Cutty Soames straightened his cravat and dropped his sea-weathered hand onto the hilt of his cutlass—his only true friend, until he’d gotten hitched to the Night Wagon. “Girls must girl and pirates must pirate. If they held an election, I’d spend it down the pub burning it to the ground. But let me win something, let me beat someone else to it, let me swipe it when everyone else has gone to sleep? I can’t help myself any more than a kid can stop wanting the gun-toting dolly in the window.”

“The Derby? Are you running in the Cantankerous Derby?” Hugger-Muggery said. Her voice changed in the tiniest way. A tremble crept in, like a mouse balancing on the handle of a spoon.

“Yes,” Saturday said slowly, caught out. They couldn’t hide it now. EVERYONE LOVES A DUEL still hung in the dark water like burning birthday candles. “We didn’t want to say. Grandmother doesn’t like anyone putting on airs. This is September. She’s the Engineer. The Queen. Ruler of Fairyland and All Her Kingdoms.”
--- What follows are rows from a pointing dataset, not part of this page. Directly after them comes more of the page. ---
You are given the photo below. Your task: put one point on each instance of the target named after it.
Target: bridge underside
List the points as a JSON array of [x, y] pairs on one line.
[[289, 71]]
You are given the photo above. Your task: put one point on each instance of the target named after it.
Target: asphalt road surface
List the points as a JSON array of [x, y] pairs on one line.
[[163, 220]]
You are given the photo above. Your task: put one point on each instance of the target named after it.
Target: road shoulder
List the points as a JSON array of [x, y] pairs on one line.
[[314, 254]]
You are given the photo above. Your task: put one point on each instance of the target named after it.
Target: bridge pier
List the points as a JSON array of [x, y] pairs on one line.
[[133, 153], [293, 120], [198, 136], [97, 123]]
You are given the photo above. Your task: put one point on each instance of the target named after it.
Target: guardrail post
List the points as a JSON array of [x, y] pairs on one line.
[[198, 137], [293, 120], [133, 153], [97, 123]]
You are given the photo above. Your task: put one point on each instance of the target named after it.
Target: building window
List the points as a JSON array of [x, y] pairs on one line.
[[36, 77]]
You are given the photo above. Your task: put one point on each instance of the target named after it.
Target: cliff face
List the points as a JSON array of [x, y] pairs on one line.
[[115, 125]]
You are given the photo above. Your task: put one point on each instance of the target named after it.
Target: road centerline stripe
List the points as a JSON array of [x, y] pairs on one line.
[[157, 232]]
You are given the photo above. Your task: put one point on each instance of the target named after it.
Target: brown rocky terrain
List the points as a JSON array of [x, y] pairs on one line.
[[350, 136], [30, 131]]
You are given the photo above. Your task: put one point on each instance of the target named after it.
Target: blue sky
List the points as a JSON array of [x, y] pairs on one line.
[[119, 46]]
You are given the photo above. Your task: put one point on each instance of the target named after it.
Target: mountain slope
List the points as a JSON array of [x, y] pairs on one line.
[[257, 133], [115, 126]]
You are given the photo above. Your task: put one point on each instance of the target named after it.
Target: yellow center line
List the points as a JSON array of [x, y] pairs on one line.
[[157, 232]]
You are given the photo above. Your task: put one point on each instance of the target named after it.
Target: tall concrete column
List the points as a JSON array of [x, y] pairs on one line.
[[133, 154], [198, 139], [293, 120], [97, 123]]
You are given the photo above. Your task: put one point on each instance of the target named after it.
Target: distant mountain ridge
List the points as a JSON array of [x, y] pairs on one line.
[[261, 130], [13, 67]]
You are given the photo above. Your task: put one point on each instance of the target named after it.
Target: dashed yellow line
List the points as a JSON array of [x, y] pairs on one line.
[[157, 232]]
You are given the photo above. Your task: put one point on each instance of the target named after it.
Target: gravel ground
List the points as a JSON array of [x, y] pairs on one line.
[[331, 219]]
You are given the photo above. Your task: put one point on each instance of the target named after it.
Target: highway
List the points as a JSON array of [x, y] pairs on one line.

Hugger-Muggery, Sepia Siphuncle, and Brother Tinpan tried to scrub the shock off their faces, but they’d gotten far too used to life in Mumkeep Reef, where they never had to worry about what half-cocked expression hung around on their faces, to manage it.

“I formally apologize for my behavior earlier, Madam Engineer,” the High Assassin of the Pieces of Eight said stiffly. “You, of course, have every right to visit any benighted corner of your kingdom, from the Hourglass Waste to Mumkeep Reef and anywhere else. You may cut off my tentacles now.”

September’s copper mask made her look severe and unmoved. Very like a Queen, though she couldn’t know it. Inside the mask, her real face wrinkled up in horror. “I will absolutely not cut off your tentacles! What a gruesome idea! Please don’t let anyone else do it, either! I’m not really Queen yet. It’s only been a few days and if I don’t win the Derby, no one will remember that I wore the crown at all.”

“But if I keep my tentacles, I will one day forget how shamefully I insulted the Queen—I mean, the Engineer! I will do it again! I must be reminded!” wailed the Octopus Assassin.